Another of my top earner which is pretty useless because they give vouchers instead of cash would be Klook. Across the years, I’ve successfully referred more than 20 people to be a new users but a tiny portion of these people contributed to my affiliate sales for multiple reasons including the canibalization of cashback sites.
I can only continue to game this referral game if there are more aggressive start-ups with huge signup and referral bonus. The last one I profited was from YouTrip, but they capped the referral benefits to just $10 x 10 ppl and some other startups like mileslife just faded away into the history books.

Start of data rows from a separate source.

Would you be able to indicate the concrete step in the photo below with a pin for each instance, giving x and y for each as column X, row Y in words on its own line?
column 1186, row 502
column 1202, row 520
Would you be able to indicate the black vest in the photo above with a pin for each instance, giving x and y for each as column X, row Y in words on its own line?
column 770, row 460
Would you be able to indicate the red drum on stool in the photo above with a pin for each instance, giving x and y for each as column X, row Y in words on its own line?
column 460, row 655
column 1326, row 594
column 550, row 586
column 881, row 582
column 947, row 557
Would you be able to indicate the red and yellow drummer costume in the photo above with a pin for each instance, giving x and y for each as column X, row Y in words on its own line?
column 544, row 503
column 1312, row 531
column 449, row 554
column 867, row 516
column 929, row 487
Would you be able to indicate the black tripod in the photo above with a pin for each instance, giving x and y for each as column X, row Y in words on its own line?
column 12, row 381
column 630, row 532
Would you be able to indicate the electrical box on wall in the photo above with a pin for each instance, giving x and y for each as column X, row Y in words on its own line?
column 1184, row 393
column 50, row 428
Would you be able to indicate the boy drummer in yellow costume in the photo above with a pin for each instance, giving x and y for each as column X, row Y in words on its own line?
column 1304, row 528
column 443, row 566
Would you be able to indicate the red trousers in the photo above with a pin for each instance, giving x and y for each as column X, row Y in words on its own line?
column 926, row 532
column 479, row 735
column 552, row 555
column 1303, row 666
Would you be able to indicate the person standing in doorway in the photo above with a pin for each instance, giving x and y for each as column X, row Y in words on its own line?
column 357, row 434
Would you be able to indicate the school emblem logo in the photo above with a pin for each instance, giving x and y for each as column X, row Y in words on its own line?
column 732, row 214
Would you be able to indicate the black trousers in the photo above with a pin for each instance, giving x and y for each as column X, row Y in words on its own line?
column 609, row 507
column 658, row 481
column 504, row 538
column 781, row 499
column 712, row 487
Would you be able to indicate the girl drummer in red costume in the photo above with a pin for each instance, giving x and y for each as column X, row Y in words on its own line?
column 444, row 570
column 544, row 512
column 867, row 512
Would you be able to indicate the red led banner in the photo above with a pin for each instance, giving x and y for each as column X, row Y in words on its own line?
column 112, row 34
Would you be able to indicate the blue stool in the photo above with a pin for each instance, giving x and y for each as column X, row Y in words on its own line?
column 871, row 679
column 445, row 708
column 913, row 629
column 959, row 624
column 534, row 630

How much is my website worth?
According to www.worthofweb.com (I have no idea on its credibility), my website is worth $17,388 and it is estimated that I can bring in $55 revenue per day and $19,800/annum.
This is based on my website’s alexa ranking, currently 468,887 (which means that I’m part of the top half a million websites in the world).
Well, the truth of it all is that my real website worth, is only $59.70/month; and this was calculated as an average across 69 months.
If you’re thinking of creating a website/blog with the sole purpose of earning money, I’m telling you right now that it might not be worth the effort.
Blogging and maintaining this website has somehow became a hobby of mine and it is a very useful testbed for me to learn how Google Analytics, Adsense and SEO works. While you lie in your bed watching excessive Netflix, I am spending time writing, enhancing and learning about my website and it is very time consuming. Furthermore, if you get hacked (I did, twice), it is very mental to restore your website back again and I hope it will never happen again.
Oh, and if you’re wondering how the digital nomads make a living from blogging, the truth is most of them don’t do it from blogging alone. A lot of them actually earn bulk of their income from being ghostwriters for bigger brands, doing up SEO analysis and branding campaigns. Just managing a website alone will not pay the bills. It can probably just pay off a few glasses of beer a month.